Credit: quillette.com

 

 2009年の金融危機は、全てのアメリカ人にとって深刻な大恐慌以来最悪の事態だったが、最も経済的に脆弱なセグメントであるアフリカ系アメリカ人にとって最も厳しいものであった。大不況の影響から10年経った現在でも、黒人の経済はまだ完全に回復しておらず、不安定な財政状態にあることが明らかになる。

 

アフリカ系アメリカ人の家族収入

 2008-2009年の大不況の前の統計では、2007年の平均的な黒人家族の収入は55,265ドルで、白人の非ヒスパニック系家庭の収入の86,732ドルの64パーセントにすぎない。アフリカ系アメリカ人の家庭の中で最も貧しい5分の1にとっては、状況はさらに悪化している。さらに、2008年のアフリカ系アメリカ人の20%以上が年間15,000ドル未満の収入で、この低所得者数は白人、アジア人、ヒスパニックの2倍以上である。

 

 またアフリカ系アメリカ人の失業率は高く、たとえば、2008年の大不況が起きる前の年には、黒人の失業率は通常10%前後で、白人の失業率の2倍以上であった。
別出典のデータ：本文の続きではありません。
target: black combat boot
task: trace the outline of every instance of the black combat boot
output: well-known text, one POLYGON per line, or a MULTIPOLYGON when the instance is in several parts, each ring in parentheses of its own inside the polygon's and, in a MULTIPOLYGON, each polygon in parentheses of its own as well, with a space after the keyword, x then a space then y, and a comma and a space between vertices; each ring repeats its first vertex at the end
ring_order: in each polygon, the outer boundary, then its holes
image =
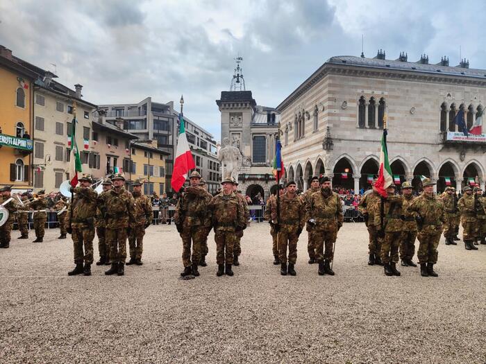
POLYGON ((181 273, 181 277, 185 277, 186 275, 191 275, 192 274, 192 269, 191 267, 184 267, 184 271, 181 273))
POLYGON ((91 275, 91 264, 87 263, 85 264, 85 269, 83 274, 85 275, 91 275))
POLYGON ((389 277, 393 275, 393 272, 392 271, 392 268, 388 263, 383 264, 383 270, 385 270, 385 275, 387 275, 389 277))
POLYGON ((83 263, 78 263, 74 269, 67 272, 67 275, 81 275, 81 273, 83 273, 83 263))
POLYGON ((287 271, 290 275, 296 275, 297 272, 294 269, 294 264, 289 263, 289 269, 287 271))
POLYGON ((422 277, 428 277, 428 273, 427 272, 427 264, 425 263, 421 263, 420 264, 420 275, 422 277))
POLYGON ((197 263, 192 263, 192 275, 199 277, 199 271, 197 270, 197 263))
POLYGON ((114 275, 118 271, 118 263, 111 263, 111 268, 108 269, 106 272, 105 272, 105 274, 106 275, 114 275))
POLYGON ((400 272, 396 270, 396 263, 395 263, 394 261, 389 263, 389 269, 393 273, 393 275, 396 275, 397 277, 399 277, 401 275, 400 272))
POLYGON ((125 274, 125 263, 119 262, 118 263, 118 270, 117 271, 117 275, 124 275, 125 274))
POLYGON ((427 273, 430 277, 439 277, 439 275, 434 272, 433 263, 427 263, 427 273))
POLYGON ((233 272, 233 270, 231 270, 231 264, 228 264, 226 263, 226 269, 224 270, 224 273, 226 275, 229 275, 230 277, 233 277, 234 273, 233 272))
POLYGON ((319 275, 324 275, 326 274, 324 261, 321 261, 319 262, 319 269, 317 269, 317 274, 319 275))
POLYGON ((287 263, 280 263, 280 274, 282 275, 287 275, 287 263))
下図は白人と黒人の失業率の比較。アメリカ人全体の失業率は2009年に10%でピークに達したとき、アフリカ系アメリカ人では16パーセントを超えたが、白人では9%未満だった。

 

 

Source: Bureau of Labor Statistics

 

金融危機の影響の大きいアフリカ系アメリカ人

 もちろん、金融危機は誰にとっても過酷であったことは事実である。何百万人もの人たちが失業しただけでなく、学生ローンや未払いのクレジットカード債務の不履行、さらには自宅での差し押さえが多発した。大不況でアフリカ系アメリカ人の家庭収入も白人以上に打撃を受けた。平均的な黒人の世帯収入は、2010年に50,654ドルで、白人の世帯の61%にすぎない。

 

回復していない黒人経済

 今日、経済は回復したとされるが、アフリカ系アメリカ人の年間所得はまだ白人の収入の63%にとどまる。純資産および住宅所有者数を含めて黒人がまだ将来の景気後退に対して脆弱であることは明らかである。

 

 2016年には、アフリカ系アメリカ人の世帯の平均純資産は138,200ドルだったが、白人世帯は933,700ドルだった。アメリカの億万長者の大多数が白人であることがこの開きの一因である。これは住宅所有率の急変に関係している。黒人の場合は、白人の73%に対し、2004年の48%の最高値から減少し42%にすぎない。

 

 さらに、黒人は、白人平均の住宅価格215,800ドルに対して、平均でわずか94,400ドルの価値の低い家を所有している。この資本不足により、アフリカ系アメリカ人は白人よりも多くのクレジットカード債務を負うことになりやすい。

 

解決されていない人種間格差

 格差はそれだけでなく、所得や富を超えて、中等教育後の学歴、事業および企業の発展、離婚率、ひとり親世帯および健康状態でも、アフリカ系アメリカ人が同じように取り残されている。この傾向が続くと、黒人世帯の中央値の富は、上記の平均値または平均値とは対照的に、2013年時点の1,700ドルから2053年までにゼロになると予測される。ちなみに白人については、中央値の富は116,000ドルから137,000ドルに上昇すると予測されている。

 

 これらすべての原因は、当初からアメリカの金融、経済、そして教育の基盤に根付いてきた人種差別主義的政策である。例としては、公共機関における人種による法的分離および住宅に関する法律で、アフリカ系アメリカ人の経済発展を妨げることになった。

これらの問題が解決されなければ、アフリカ系アメリカ人がこの国で平等な経済的プレーヤーになる可能性は消える。黒人経済が悪化すればするほど、それは衰退を元に戻すことが難しくなり新たな不況が起きれば回復不能に追いやることになるだろう。